Are you carrying credit card debt? If so, you are probably paying interest on that credit card debt. NavyFederal Credit Union (NFCU) is offering a great balance transfer offer right now: 0% interest for 12 months, and no balance transfer fees. This deal is definitely worth a look to see if it is something that would work out well for you.
How do you know if this deal is for you?
First, do you already have a NFCU credit card? How much available balance do you have? Do you have available credit to do a balance transfer, or will you need to have your credit limit increased? Don't increase your credit limit if that isn't otherwise a good move for you. What is your interest rate on the card now? This is the rate that you will start paying after the 12 month promotional period ends. You don't want to move a huge balance from a lower rate card, then start paying higher rates on it when the promotional period is up.
If you don't already have a NFCU card, you will need to open a new account. Consider all aspects of opening new credit before making a decision - sometimes this is exactly the right thing to do, sometimes it is an awful idea.

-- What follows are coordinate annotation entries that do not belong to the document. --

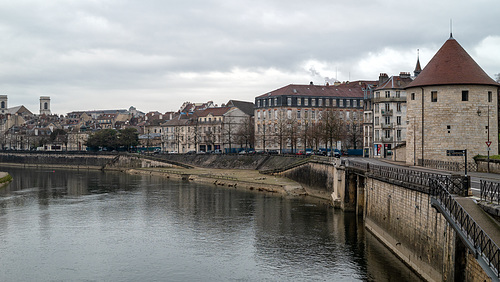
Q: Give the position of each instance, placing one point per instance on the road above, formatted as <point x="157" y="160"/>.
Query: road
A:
<point x="474" y="176"/>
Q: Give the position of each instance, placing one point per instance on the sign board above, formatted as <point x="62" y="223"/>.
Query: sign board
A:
<point x="455" y="153"/>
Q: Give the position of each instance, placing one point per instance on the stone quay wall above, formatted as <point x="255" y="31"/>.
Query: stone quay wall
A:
<point x="404" y="220"/>
<point x="60" y="159"/>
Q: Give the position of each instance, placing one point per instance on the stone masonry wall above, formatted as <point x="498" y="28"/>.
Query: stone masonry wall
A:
<point x="450" y="123"/>
<point x="404" y="220"/>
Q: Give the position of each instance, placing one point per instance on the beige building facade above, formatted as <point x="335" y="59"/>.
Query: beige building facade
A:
<point x="452" y="105"/>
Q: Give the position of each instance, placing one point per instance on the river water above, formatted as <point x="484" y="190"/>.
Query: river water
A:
<point x="79" y="225"/>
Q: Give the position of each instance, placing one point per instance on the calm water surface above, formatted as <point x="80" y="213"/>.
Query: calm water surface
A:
<point x="69" y="225"/>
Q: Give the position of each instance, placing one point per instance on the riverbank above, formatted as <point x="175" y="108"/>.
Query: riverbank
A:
<point x="229" y="178"/>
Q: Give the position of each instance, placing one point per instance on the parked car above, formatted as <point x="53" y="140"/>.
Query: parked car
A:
<point x="272" y="152"/>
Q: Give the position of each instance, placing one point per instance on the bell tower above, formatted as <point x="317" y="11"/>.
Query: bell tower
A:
<point x="44" y="105"/>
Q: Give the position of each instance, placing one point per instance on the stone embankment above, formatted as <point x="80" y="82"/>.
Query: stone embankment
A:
<point x="232" y="171"/>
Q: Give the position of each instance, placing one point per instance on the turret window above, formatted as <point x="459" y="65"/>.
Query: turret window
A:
<point x="465" y="95"/>
<point x="433" y="96"/>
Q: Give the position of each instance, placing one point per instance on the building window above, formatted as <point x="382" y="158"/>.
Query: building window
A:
<point x="465" y="95"/>
<point x="387" y="133"/>
<point x="433" y="96"/>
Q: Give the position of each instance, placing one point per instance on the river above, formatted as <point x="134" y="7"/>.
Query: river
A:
<point x="79" y="225"/>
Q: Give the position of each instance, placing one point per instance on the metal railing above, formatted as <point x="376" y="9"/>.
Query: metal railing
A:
<point x="478" y="240"/>
<point x="490" y="191"/>
<point x="455" y="184"/>
<point x="446" y="165"/>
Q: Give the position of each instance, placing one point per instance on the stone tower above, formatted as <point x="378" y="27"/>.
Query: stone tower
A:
<point x="44" y="105"/>
<point x="451" y="105"/>
<point x="3" y="104"/>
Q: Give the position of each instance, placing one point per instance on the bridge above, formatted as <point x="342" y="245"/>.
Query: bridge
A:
<point x="428" y="217"/>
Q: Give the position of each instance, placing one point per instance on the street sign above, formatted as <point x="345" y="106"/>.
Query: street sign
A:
<point x="455" y="153"/>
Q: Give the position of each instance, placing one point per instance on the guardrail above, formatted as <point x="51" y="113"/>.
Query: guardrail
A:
<point x="455" y="184"/>
<point x="490" y="191"/>
<point x="446" y="165"/>
<point x="486" y="251"/>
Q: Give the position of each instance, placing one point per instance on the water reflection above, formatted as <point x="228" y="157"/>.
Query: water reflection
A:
<point x="88" y="225"/>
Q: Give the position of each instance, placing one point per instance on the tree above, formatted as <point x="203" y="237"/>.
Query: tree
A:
<point x="104" y="138"/>
<point x="128" y="138"/>
<point x="59" y="136"/>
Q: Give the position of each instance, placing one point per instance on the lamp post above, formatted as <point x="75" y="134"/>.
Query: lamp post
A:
<point x="488" y="143"/>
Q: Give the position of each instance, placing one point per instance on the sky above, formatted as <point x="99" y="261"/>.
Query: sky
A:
<point x="156" y="54"/>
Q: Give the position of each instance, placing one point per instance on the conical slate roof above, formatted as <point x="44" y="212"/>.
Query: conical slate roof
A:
<point x="452" y="65"/>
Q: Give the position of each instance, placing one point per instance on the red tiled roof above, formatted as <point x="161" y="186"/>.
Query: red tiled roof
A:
<point x="395" y="82"/>
<point x="352" y="89"/>
<point x="214" y="111"/>
<point x="452" y="65"/>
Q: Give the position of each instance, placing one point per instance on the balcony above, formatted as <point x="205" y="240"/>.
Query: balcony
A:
<point x="391" y="99"/>
<point x="386" y="113"/>
<point x="387" y="125"/>
<point x="386" y="139"/>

If you already have an NFCU credit card with available credit, or you have evaluated the options and it seems wise to ask for a new account or an increased limit, then you need to decide how much credit card debt you want to transfer. Since this offer has no transfer fees, that is not a worry. If the rate on your NFCU card is lower than the debt's current interest rate, then it would make sense to go ahead and move the whole balance. However, if the current account's rate is lower than the regular NFCU rate, then only transfer as much as you can pay off within the 12 month period.
If you decide to take advantage of this offer, be sure to do an online or telephone balance transfer - do not use your convenience checks. They will be charged a fee and will not be eligible for the promotional offer.
If you do all the math, and stick to all the details of the deal, balance transfers can be a great way to reduce or eliminate the amount of interest you pay while you get rid of your debt. However, you must be careful to look at all the fine print to make sure you don't have any missteps.